Pharmacology: Pharmacodynamics and Pharmacokinetics: Peak plasma concentrations of Piperacillin and Tazobactam are attained immediately after completion of an intravenous infusion of Piperacillin/Tazobactam.
Steady state plasma concentrations were not different from those attained after the first dose when 2.25 g or 4.5 g doses of Piperacillin/Tazobactam were administered via 30 minute infusions every 6 hours.
Piperacillin is metabolized to a minor microbiologically active desethyl metabolite. Tazobactam is metabolized to a single metabolite that lacks pharmacological and antibacterial activities.
Both Piperacillin and Tazobactam are eliminated via the kidney by glomerular filtration and tubular secretion.

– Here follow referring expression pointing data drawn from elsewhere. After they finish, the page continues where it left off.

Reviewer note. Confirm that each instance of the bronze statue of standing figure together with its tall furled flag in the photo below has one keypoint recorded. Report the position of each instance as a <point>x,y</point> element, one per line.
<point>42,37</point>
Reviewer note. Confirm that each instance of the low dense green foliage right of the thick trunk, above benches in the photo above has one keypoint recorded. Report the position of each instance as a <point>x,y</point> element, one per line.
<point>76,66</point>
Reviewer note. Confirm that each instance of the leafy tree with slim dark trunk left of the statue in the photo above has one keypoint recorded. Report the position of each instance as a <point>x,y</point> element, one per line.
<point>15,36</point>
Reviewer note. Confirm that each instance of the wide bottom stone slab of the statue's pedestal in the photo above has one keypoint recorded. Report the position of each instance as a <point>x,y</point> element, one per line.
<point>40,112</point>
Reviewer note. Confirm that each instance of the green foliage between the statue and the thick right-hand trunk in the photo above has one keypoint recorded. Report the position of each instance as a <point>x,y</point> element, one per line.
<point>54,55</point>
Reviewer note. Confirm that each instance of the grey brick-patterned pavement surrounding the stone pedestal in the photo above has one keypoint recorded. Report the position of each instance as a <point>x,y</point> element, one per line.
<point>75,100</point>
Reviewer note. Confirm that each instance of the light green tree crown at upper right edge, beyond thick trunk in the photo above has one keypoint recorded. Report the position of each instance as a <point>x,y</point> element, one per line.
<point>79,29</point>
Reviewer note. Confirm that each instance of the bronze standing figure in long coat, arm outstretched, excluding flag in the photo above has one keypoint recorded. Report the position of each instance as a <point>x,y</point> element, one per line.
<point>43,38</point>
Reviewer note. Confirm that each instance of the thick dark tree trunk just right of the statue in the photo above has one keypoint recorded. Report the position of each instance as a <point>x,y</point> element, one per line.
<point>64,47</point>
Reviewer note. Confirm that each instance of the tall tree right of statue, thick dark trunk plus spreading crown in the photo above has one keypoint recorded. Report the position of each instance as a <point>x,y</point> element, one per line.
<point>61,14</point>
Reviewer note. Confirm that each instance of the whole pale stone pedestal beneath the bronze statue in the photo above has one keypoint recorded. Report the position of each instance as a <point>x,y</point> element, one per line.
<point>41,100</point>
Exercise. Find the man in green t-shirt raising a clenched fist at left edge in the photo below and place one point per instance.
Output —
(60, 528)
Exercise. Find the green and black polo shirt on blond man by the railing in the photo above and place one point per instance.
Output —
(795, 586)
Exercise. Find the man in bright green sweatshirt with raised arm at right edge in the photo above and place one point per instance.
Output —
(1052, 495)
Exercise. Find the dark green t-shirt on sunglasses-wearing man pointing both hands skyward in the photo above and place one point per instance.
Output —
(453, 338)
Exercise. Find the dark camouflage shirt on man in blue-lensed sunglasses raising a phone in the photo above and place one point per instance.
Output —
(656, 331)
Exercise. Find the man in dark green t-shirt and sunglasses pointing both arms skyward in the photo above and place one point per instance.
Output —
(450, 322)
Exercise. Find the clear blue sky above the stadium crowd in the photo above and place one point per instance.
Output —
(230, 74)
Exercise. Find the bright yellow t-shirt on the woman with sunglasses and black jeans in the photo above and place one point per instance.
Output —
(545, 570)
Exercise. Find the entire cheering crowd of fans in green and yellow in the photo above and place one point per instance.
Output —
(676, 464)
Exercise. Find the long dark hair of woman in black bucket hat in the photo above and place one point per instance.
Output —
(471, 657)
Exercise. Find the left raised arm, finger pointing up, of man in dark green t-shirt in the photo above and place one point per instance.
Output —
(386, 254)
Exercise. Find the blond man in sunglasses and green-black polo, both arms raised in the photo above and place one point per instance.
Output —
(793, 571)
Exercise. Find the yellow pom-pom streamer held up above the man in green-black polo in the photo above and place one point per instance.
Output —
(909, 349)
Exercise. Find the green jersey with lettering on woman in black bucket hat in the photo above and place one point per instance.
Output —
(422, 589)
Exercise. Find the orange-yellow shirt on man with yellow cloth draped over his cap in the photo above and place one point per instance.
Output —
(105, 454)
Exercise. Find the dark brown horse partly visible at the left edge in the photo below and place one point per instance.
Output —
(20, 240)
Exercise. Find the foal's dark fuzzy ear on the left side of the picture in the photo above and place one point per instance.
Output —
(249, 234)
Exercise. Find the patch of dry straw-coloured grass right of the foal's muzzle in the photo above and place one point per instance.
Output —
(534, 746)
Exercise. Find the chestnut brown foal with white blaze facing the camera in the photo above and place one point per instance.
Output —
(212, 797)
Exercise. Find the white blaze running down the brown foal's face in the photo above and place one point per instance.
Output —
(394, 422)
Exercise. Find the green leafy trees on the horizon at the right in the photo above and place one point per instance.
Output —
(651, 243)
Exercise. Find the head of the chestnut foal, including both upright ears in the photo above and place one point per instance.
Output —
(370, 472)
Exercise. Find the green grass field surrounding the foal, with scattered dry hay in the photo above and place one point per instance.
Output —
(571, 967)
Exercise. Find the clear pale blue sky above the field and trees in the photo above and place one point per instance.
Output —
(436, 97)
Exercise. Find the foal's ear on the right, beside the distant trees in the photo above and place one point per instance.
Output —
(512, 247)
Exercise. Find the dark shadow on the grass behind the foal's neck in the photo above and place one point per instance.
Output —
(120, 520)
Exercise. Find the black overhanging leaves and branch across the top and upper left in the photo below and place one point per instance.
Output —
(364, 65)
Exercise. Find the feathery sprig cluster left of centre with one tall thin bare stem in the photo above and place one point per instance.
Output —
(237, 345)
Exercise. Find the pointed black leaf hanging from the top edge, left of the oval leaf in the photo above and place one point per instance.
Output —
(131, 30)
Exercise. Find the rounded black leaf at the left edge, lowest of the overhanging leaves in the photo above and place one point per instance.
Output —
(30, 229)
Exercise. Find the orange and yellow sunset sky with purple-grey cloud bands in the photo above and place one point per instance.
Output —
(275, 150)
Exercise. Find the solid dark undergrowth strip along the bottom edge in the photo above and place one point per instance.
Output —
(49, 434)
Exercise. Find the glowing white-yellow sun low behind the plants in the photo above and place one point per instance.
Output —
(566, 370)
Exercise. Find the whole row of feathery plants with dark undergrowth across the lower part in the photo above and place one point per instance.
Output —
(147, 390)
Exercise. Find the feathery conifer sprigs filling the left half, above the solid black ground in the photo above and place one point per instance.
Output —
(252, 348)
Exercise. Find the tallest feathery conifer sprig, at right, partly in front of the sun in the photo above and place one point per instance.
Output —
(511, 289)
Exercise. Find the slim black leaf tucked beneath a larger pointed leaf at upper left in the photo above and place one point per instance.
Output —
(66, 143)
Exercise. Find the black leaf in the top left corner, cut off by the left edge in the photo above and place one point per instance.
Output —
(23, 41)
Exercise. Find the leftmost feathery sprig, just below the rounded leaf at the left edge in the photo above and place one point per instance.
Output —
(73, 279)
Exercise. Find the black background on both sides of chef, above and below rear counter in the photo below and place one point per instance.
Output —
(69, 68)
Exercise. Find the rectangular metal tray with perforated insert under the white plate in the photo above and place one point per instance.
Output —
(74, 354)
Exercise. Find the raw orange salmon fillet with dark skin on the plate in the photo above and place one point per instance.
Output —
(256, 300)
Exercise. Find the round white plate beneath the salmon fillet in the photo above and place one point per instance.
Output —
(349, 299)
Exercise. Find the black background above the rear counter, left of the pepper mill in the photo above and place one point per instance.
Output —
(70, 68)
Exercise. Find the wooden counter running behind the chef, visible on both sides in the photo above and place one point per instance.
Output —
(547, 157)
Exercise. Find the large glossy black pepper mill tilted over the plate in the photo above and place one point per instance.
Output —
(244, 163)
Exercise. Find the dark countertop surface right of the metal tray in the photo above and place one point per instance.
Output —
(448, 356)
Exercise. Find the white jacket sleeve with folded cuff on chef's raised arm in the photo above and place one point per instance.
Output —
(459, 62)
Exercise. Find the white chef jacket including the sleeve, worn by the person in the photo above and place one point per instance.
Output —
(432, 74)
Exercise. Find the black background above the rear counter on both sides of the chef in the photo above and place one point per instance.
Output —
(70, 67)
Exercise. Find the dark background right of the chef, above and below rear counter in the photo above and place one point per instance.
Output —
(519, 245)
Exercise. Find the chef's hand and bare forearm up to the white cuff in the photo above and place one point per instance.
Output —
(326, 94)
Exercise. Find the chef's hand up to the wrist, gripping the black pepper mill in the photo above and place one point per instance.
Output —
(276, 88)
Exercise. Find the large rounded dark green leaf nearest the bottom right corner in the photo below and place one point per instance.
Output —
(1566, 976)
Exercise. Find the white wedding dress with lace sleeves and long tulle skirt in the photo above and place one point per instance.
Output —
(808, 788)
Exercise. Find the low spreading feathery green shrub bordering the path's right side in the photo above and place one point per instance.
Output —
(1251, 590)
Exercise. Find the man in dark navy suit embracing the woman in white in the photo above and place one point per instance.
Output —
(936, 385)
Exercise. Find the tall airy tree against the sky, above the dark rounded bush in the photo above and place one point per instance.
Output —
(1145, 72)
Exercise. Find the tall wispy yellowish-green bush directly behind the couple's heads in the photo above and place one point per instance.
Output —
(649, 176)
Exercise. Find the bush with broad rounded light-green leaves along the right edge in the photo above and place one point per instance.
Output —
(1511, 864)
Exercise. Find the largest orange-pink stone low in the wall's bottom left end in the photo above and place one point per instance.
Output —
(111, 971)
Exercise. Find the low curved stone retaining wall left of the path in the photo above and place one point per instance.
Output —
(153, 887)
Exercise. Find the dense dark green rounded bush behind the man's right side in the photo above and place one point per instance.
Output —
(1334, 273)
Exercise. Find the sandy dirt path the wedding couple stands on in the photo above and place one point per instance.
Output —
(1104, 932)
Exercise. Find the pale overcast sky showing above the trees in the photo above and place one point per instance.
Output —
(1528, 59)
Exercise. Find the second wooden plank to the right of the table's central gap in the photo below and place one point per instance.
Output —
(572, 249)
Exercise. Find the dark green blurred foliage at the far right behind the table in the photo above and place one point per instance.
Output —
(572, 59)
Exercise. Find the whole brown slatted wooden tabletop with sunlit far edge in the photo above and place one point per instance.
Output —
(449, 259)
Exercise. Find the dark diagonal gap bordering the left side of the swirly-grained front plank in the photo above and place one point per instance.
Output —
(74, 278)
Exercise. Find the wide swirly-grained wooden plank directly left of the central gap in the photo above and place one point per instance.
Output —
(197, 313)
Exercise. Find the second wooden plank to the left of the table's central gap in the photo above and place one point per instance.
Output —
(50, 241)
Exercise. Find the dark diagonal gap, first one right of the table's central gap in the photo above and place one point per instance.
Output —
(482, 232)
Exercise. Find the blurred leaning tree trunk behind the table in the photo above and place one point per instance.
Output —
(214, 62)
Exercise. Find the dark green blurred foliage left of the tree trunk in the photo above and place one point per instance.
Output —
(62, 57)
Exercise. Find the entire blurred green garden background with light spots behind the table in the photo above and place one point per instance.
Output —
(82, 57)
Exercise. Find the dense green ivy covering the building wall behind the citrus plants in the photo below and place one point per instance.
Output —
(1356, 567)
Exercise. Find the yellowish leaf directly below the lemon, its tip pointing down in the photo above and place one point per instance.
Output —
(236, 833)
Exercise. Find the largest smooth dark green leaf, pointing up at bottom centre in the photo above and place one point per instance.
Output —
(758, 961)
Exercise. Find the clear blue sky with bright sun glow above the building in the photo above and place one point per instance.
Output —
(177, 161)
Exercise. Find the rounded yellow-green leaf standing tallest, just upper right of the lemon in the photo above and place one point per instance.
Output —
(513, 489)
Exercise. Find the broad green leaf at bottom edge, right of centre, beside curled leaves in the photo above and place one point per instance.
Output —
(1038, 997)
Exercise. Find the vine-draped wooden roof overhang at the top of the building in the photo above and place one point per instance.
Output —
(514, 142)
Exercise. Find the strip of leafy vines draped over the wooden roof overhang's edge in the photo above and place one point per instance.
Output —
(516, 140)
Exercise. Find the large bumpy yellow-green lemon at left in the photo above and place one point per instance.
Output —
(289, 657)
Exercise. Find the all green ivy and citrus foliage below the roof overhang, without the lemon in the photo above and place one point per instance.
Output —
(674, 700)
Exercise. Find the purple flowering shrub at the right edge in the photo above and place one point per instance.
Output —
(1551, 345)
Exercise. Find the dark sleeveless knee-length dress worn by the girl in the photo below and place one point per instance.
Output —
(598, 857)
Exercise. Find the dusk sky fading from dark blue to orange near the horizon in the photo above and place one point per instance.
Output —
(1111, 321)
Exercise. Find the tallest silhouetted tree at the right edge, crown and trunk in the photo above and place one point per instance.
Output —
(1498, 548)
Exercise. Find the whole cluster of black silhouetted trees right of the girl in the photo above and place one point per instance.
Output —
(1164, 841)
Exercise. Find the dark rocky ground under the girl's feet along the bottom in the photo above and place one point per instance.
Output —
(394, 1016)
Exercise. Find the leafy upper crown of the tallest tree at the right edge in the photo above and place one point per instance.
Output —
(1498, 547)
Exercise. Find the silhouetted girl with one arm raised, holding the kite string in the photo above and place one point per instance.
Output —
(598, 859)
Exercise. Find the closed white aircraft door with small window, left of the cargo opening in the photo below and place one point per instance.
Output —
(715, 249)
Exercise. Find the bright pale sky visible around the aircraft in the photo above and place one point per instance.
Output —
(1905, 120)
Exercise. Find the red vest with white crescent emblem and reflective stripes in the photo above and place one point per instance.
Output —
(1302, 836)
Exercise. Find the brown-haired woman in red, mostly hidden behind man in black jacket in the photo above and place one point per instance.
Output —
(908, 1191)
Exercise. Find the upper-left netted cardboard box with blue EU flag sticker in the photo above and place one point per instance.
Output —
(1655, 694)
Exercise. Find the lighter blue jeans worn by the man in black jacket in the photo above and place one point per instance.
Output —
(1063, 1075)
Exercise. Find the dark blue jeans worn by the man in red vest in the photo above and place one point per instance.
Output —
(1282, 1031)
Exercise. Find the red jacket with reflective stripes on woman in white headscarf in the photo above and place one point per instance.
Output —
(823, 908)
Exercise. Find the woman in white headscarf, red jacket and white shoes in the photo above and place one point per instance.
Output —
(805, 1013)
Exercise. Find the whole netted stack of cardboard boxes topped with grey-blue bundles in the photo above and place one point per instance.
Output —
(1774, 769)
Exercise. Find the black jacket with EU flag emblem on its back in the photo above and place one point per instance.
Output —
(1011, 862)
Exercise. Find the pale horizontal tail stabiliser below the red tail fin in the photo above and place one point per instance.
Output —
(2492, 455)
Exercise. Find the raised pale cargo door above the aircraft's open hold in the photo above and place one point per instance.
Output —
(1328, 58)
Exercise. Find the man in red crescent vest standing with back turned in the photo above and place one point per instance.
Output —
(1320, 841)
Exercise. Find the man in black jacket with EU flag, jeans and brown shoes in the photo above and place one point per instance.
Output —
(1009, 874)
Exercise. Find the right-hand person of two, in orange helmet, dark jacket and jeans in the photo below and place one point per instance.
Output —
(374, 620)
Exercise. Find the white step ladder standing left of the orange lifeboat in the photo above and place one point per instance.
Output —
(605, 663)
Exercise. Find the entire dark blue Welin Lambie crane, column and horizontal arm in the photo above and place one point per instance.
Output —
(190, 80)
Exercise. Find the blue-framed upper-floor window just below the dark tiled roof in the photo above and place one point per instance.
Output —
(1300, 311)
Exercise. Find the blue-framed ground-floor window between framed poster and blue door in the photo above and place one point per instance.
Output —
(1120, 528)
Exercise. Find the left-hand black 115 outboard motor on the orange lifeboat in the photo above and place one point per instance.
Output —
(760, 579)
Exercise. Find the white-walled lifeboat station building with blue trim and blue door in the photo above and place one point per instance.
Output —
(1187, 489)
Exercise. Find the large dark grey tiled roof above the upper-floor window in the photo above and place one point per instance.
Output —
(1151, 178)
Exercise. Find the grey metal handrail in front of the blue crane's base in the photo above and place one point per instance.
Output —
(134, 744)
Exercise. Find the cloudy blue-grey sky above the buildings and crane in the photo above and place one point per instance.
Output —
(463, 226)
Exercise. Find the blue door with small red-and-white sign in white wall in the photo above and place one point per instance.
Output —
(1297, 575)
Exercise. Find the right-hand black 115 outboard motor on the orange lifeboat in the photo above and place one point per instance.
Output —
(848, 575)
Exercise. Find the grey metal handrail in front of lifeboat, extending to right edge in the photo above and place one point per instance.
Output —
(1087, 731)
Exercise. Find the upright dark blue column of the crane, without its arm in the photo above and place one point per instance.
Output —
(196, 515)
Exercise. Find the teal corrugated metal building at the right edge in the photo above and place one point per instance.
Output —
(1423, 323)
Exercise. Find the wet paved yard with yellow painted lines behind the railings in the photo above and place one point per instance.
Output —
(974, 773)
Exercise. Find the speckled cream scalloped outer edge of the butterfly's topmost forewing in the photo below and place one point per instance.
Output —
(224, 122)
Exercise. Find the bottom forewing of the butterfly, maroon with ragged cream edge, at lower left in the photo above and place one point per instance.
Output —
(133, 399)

Piperacillin is excreted rapidly as unchanged drug with 68% of the administered dose excreted in the urine. Tazobactam and its metabolite are eliminated primarily by renal excretion with 80% of the administered dose excreted as unchanged drug and the remainder as the single metabolite. Piperacillin, Tazobactam and desethyl Piperacillin are also secreted into the bile.
Both Piperacillin and Tazobactam are approximately 30% bound to plasma proteins.
Piperacillin and Tazobactam are widely distributed into tissues and body fluids including intestinal mucosa, gallbladder, lungs, female reproductive tissues (uterus, ovary, and fallopian tube), interstitial fluid, and bile.